Si le gaullisme est bien une falsification plus ou moins grossière du parlementarisme bourgeois, il est aussi caractéristique qu'il se pare du masque de la démagogie sociale.

Comme les fascistes, De Gaulle prétend n'être ni de droite ni de gauche, et prétend gouverner au dessus des classes et de la lute des classes, pour incarner une justice sociale.

Cette similitude avec les proses fascistes, De Gaulle la tient de ses origines politiques.

Originellement maurassien et proche du groupe fasciste royaliste, antisémite et hostile au parlementarisme qu'est l'Action Française - Charles Maurras, le penseur de l'Action Française, avait une grande influence dans la jeunesse bourgeoise intellectuelle.

N'hésitant pas à faire référence positivement à l'Italie mussolinienne, De Gaulle s'est finalement tourné contre le régime de Vichy, car il défendait l'autonomie absolue de l'impérialisme français et ne pouvait pas admettre la soumission à l'impérialisme allemand.

La résistance de De Gaulle n'était pas anti-nazie, ni même antifasciste, mais nationaliste et considérant la Résistance comme une lutte de Libération Nationale par la bourgeoisie.

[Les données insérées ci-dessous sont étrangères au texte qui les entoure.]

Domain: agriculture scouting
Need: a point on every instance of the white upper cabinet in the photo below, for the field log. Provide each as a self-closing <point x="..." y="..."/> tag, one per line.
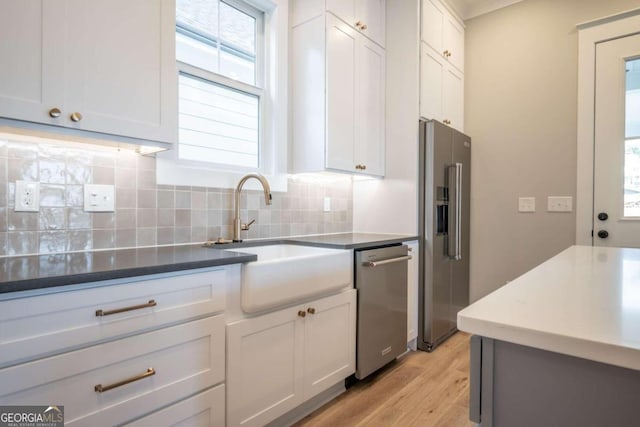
<point x="338" y="98"/>
<point x="441" y="65"/>
<point x="367" y="16"/>
<point x="102" y="66"/>
<point x="443" y="32"/>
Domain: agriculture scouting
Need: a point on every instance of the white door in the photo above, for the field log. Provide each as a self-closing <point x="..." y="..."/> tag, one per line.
<point x="616" y="210"/>
<point x="329" y="342"/>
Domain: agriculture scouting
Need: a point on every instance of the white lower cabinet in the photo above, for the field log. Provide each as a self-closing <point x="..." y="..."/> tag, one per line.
<point x="115" y="382"/>
<point x="278" y="360"/>
<point x="202" y="410"/>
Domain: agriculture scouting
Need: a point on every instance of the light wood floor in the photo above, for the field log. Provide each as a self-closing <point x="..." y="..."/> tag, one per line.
<point x="421" y="389"/>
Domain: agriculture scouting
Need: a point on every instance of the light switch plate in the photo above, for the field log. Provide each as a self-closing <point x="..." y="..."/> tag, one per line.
<point x="559" y="204"/>
<point x="526" y="204"/>
<point x="27" y="196"/>
<point x="99" y="198"/>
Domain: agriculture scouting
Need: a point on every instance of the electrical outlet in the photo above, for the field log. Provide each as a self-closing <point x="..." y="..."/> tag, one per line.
<point x="526" y="204"/>
<point x="27" y="196"/>
<point x="559" y="204"/>
<point x="99" y="198"/>
<point x="327" y="204"/>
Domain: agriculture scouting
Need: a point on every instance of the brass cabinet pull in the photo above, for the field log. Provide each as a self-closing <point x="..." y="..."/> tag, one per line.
<point x="151" y="303"/>
<point x="99" y="388"/>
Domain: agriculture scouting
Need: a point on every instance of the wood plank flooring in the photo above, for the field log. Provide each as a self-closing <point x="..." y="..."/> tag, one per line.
<point x="421" y="389"/>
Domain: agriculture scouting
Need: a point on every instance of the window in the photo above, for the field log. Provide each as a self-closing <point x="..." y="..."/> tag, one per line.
<point x="219" y="54"/>
<point x="632" y="139"/>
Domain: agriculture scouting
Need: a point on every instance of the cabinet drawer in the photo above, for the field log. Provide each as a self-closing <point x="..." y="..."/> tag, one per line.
<point x="47" y="324"/>
<point x="186" y="358"/>
<point x="203" y="410"/>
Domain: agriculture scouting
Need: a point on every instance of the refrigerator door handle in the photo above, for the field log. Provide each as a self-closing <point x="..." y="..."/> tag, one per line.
<point x="455" y="208"/>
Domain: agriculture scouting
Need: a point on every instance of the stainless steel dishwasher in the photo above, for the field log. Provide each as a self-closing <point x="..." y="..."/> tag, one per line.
<point x="381" y="280"/>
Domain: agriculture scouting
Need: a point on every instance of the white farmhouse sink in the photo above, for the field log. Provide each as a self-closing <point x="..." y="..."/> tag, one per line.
<point x="285" y="274"/>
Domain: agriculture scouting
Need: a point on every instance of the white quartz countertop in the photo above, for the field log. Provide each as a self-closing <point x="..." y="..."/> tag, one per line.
<point x="583" y="302"/>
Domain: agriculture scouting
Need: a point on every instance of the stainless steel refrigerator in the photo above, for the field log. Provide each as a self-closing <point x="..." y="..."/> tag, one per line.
<point x="444" y="197"/>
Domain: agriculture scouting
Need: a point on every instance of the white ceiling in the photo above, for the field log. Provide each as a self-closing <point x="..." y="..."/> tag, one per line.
<point x="468" y="9"/>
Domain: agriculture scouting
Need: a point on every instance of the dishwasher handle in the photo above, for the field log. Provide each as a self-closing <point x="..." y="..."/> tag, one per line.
<point x="373" y="264"/>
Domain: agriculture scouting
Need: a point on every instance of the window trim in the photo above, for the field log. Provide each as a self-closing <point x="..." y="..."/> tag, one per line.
<point x="274" y="111"/>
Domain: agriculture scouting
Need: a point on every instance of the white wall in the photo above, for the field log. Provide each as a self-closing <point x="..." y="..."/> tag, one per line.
<point x="520" y="110"/>
<point x="390" y="205"/>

Mais ce ne que du fait de cette particularité de l'Histoire – qu'une part importante des mouvements fascistes français soient passés par la collaboration, en fait la soumission à un autre impérialisme – que De Gaulle bénéficie d'une aura antifasciste. Mais rien de sa pensée ni des ses origines politiques n'ont à voir voir avec l'antifascisme, au contraire.

Le gaullisme puise ses origines dans l'échec du fascisme français à imposer ses positions face à la pression démocratique dans les années 1930, et notamment après le Front Populaire à partir de 1936. C'est une adaptation à la réalité sociale et politique de la France de l'après guerre par la bourgeoisie impérialiste pour imposer la domination du capital financier. 

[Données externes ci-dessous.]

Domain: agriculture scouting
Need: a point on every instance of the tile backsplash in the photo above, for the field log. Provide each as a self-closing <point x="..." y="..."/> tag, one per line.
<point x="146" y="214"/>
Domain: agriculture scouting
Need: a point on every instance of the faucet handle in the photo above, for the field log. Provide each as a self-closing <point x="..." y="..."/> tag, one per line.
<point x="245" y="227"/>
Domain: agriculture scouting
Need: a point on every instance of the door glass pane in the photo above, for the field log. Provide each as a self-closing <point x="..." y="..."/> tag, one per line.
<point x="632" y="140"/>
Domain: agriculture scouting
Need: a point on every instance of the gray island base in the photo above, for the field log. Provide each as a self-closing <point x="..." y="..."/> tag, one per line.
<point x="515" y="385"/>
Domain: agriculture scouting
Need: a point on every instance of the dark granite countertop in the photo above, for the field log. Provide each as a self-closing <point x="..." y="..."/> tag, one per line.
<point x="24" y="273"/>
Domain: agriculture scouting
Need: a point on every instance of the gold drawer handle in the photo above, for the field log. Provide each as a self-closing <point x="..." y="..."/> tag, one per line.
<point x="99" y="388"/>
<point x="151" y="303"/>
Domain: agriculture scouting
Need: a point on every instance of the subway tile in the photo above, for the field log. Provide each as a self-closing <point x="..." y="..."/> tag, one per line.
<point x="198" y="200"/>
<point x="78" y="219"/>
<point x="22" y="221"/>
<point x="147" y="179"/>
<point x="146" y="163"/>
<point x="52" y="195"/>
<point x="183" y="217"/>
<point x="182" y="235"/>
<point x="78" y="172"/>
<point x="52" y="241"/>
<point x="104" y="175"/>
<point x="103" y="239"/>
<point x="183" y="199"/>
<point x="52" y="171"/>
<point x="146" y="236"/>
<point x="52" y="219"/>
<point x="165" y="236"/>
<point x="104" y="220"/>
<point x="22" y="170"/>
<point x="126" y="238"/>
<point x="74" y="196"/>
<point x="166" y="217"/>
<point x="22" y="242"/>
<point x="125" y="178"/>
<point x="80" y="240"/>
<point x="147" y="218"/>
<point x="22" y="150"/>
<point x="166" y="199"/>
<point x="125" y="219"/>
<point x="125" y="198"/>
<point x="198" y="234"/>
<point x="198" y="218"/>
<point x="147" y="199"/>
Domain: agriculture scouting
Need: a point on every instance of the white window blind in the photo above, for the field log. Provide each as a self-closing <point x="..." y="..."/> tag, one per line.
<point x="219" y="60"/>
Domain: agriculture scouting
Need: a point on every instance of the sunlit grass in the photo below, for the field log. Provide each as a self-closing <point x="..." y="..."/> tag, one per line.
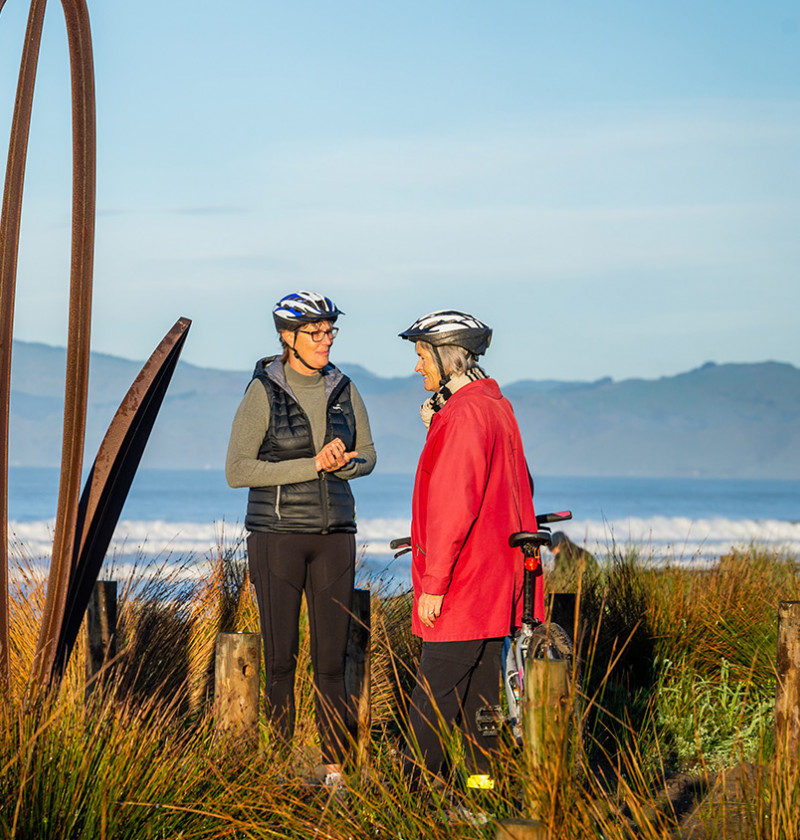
<point x="676" y="694"/>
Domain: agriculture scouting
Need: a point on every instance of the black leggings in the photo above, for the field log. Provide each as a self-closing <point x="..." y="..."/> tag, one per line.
<point x="282" y="567"/>
<point x="454" y="681"/>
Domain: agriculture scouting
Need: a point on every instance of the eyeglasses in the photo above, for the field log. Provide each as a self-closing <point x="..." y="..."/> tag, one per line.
<point x="319" y="335"/>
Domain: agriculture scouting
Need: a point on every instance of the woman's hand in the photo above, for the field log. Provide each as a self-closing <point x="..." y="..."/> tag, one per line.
<point x="429" y="608"/>
<point x="333" y="457"/>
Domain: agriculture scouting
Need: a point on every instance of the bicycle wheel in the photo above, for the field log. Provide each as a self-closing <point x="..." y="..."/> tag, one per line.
<point x="551" y="641"/>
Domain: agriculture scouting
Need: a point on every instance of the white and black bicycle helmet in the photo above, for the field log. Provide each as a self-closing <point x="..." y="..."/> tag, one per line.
<point x="449" y="326"/>
<point x="298" y="308"/>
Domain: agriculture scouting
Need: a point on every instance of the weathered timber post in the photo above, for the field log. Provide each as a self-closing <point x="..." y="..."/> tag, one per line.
<point x="101" y="630"/>
<point x="236" y="682"/>
<point x="787" y="690"/>
<point x="521" y="830"/>
<point x="357" y="676"/>
<point x="547" y="713"/>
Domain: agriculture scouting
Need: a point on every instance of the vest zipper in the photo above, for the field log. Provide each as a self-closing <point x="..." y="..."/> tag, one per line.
<point x="324" y="495"/>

En 1947, De Gaulle fonde donc le RPF, le Rassemblement du Peuple Français, pour promouvoir, déjà en germe, sa constitution (de 1958). Farouchement hostile au communisme et au parlementarisme bourgeois, ultra conservateur, ce parti pronant une certaine clémence à l’égard de Pétain regroupa des personnes ayant collaboré avec les nazis. 

René Rémond, historien faisant référence pour la bourgeoisie française, membre de l'Académie Française décédé en 2007, disait à propos du RPF qu'il est dans l'histoire du gaullisme le moment qui s'éloigne le moins de « ce qu'en France on a l'habitude de qualifier de fascisme ».

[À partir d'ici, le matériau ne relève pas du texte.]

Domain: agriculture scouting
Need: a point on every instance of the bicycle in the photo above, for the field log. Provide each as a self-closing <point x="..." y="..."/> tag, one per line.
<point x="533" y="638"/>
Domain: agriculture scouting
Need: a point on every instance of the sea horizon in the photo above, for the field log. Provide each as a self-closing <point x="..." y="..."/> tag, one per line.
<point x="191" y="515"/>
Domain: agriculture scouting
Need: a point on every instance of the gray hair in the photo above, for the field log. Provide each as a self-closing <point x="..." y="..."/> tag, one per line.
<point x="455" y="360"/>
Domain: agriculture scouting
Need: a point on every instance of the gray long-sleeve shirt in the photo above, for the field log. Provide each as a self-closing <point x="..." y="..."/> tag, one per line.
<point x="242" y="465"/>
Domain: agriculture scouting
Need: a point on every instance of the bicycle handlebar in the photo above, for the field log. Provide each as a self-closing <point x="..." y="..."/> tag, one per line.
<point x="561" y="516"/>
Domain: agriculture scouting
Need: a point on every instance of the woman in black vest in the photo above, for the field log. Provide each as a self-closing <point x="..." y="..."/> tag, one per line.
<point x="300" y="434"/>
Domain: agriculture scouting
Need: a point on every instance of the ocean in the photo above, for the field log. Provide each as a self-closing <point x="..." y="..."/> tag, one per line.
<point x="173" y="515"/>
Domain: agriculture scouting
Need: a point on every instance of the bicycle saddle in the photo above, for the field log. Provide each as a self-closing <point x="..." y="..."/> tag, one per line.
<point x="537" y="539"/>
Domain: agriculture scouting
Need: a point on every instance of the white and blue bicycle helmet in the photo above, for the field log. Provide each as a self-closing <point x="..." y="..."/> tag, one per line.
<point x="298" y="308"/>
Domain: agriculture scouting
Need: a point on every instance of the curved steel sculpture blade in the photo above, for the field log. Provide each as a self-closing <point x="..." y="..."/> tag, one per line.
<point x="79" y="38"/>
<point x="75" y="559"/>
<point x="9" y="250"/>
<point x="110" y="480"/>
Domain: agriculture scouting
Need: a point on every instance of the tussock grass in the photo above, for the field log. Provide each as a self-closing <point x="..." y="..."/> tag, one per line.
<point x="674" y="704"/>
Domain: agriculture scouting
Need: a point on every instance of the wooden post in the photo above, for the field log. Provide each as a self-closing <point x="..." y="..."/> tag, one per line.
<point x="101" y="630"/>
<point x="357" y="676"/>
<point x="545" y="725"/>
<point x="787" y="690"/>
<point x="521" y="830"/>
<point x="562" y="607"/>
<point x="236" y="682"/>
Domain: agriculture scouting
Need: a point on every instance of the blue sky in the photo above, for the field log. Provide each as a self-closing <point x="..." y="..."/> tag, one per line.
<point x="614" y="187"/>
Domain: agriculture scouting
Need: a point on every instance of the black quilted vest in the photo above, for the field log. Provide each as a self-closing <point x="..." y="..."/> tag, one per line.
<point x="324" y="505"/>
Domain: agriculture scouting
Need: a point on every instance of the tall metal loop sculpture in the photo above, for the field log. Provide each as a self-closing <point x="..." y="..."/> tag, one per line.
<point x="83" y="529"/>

Le RPF de De Gaulle comptait entre autres dans ses rangs Edmond Barrachin qui a été dans les années 1930 directeur du comité central du Parti social français – la plus grosse formation d’extrême droite d'alors, avec de nombreuses organisations de masse. Le Parti social français s'est formé à la suite de la dissolution des Croix-de-feu, une ligue nationaliste ayant pris part aux soulèvements fascistes de 1934.

Le projet du RPF échoua à court terme dans les années 1950. Mais c'est dans la continuité de celui-ci que fut orchestré la prise de pouvoir par De Gaulle en 1958 et l'instauration de sa nouvelle constitution. Cela n'est en rien un accident de l'Histoire survenu à cause des « événements » en Algérie. C'est une manœuvre qui, nous allons le voir, a suivi précisément les intérêts du capital financier français.

Si c'est le gaullisme qui s'est imposé en France et non pas une forme particulière de fascisme, c'est en raison du contexte de pression démocratique et anticolonialiste fort dans les années 1950/1960. 

Le gaullisme est une forme profondément anti-démocratique de la république bourgeoise qui offre la possibilité de la mise en place rapide d'un régime autortitaire. Si elle n'est pas un fascisme, l'idéologie gaulliste a quasiment toutes les caractéristiques du fascisme. 

Preuve en est certainement la visite que De Gaulle rendit immédiatement à Franco après avoir été écarté du pouvoir en 1969 - il déclara regretter de ne pas avoir pu le rencontrer plus tôt du fait des circonstances internationales.